Getting Started¶

This guide walks you through running bsllmner-mk2 for the first time.

For installation details (Docker Compose, uv, GPU configuration), see Installation.

1. Start the Service¶

docker compose up -d --build

If this is your first time, complete the full setup in Installation first.

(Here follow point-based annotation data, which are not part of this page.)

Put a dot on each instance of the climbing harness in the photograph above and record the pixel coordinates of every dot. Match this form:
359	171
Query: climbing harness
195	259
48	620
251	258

2. Download Ontology Files¶

The ontology files are used by Select mode (Stage 2) for mapping extracted terms to ontology entries. The download script places files inside the container at /app/ontology/. Because compose.yml mounts ${PWD}:/app, they are also available on the host at ./ontology/.

2.1 Run Download Script¶

docker compose exec app python3 scripts/download_ontology_files.py

This downloads the following ontology files to ontology/:

cellosaurus.obo - Cell line database
cell_ontology.owl - Cell Ontology
uberon.owl - UBERON (anatomy ontology)
mondo.owl - MONDO (disease ontology)
chebi.owl - ChEBI (chemical entities)

2.2 Convert Cellosaurus OBO to OWL¶

Cellosaurus is downloaded in OBO format and needs to be converted to OWL:

cd ontology
docker run -v $PWD:/work -w /work --rm -it obolibrary/robot robot convert \
  -i ./cellosaurus.obo \
  -o ./cellosaurus.owl \
  --format owl
cd ..

3. (Optional) Pre-pull LLM Model¶

The LLM model is automatically downloaded on first use via the Ollama API. No manual pull is required.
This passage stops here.